KEY POINTS:
I was nearly 10 in 1961 when President Kennedy's inauguration speech was beamed across the black-and-white TV sets of the United States. Hearing our new President challenge us to "ask not what your country can do for you, ask what you can do for your country", inspired us to think we could make a difference. Kennedy's words still echo in the American spirit. His call reinvigorated Americans' desire to serve, and my 27 years as an American diplomat are my response to that call.
Watching from Wellington I heard echoes of the young and charismatic JFK as President Obama used his inaugural address to invite Americans to embrace what he dubbed "a new era of responsibility". He praised those who have the "willingness to find meaning in something greater than themselves", and challenged us all to contribute.
Faced with "gathering clouds and raging storms" both at home and around the world, I have no doubt that many Americans, especially young Americans, will respond to the President's call, just as my friends and I and our older brothers and sisters did a generation ago.

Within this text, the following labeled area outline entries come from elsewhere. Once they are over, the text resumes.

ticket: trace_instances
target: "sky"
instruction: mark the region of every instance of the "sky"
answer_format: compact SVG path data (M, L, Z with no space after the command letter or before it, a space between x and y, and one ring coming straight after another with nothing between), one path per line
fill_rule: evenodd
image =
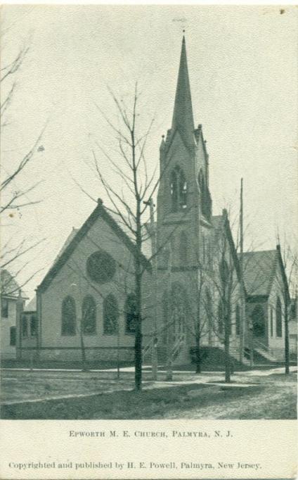
M41 130L37 151L13 189L39 182L39 202L2 219L4 242L40 245L20 258L31 298L72 227L108 199L93 152L116 188L103 149L114 156L105 117L119 121L109 89L129 105L135 82L140 125L154 118L146 158L158 164L170 128L182 30L196 125L209 155L213 212L239 209L244 181L245 248L274 248L278 232L297 243L297 8L278 6L54 6L2 7L2 65L29 51L2 129L1 163L12 172ZM3 94L6 89L3 87ZM7 91L7 90L6 90ZM114 157L121 162L121 158ZM16 270L18 265L12 266Z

Whether they make a career in public service, or volunteer in the local community, Americans have a proud history of volunteering and of individual support for their communities. Leading the way on his last day as President-elect, Barack Obama spent the Martin Luther King public holiday painting a teenagers' shelter in Washington DC.
Like JFK a generation earlier, President Obama was not just calling for individuals to take action; he was calling for America itself to take responsibility for its actions, and to work with like-minded peoples around the world to further the values we all share.

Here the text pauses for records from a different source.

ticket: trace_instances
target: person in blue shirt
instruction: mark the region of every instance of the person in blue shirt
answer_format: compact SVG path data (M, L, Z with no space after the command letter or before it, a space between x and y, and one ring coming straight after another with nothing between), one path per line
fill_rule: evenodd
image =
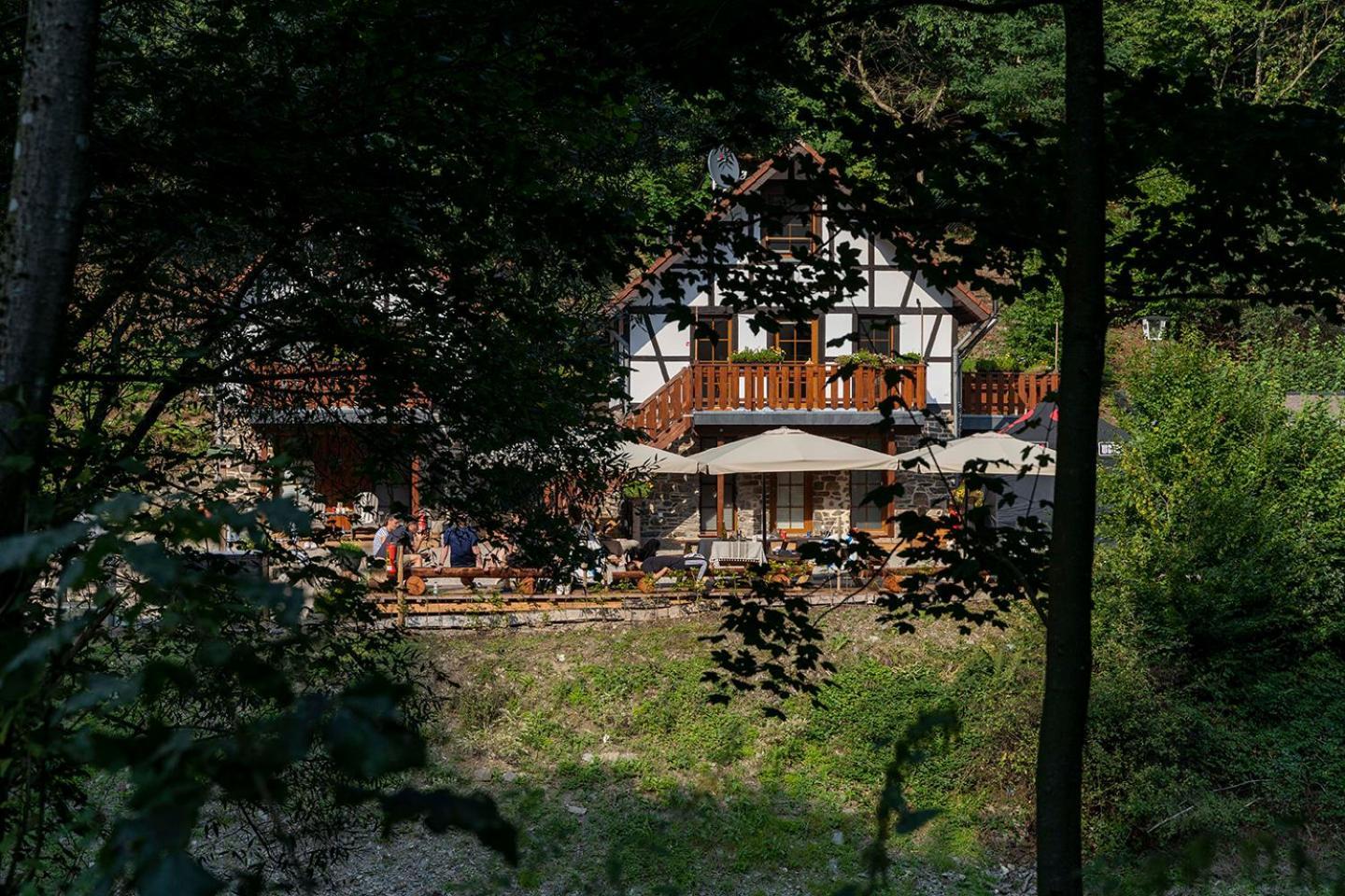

The President's articulation of these values has met a warm response around the world. For me, the positive reaction of Kiwi friends to the American election and President Obama's inauguration has been a high point of my time here. Frankly, I was startled and humbled by the outpouring of friendship and support - one New Zealander even said: "There was a point during that speech when we all felt like Americans".
Maybe I shouldn't have been surprised. After all, the values President Obama highlighted - "honesty and hard work, courage and fair play, tolerance and curiosity, loyalty and patriotism" - are the very same values I see in my dealings with New Zealanders every day. It is these shared values which give both countries what the new President described as an "enduring spirit".
As I stood at the back of the embassy's auditorium and watched our new President on the big screen speaking about that enduring spirit, I reflected on the fact that both New Zealanders and Americans have overcome great trials and tribulations in the past.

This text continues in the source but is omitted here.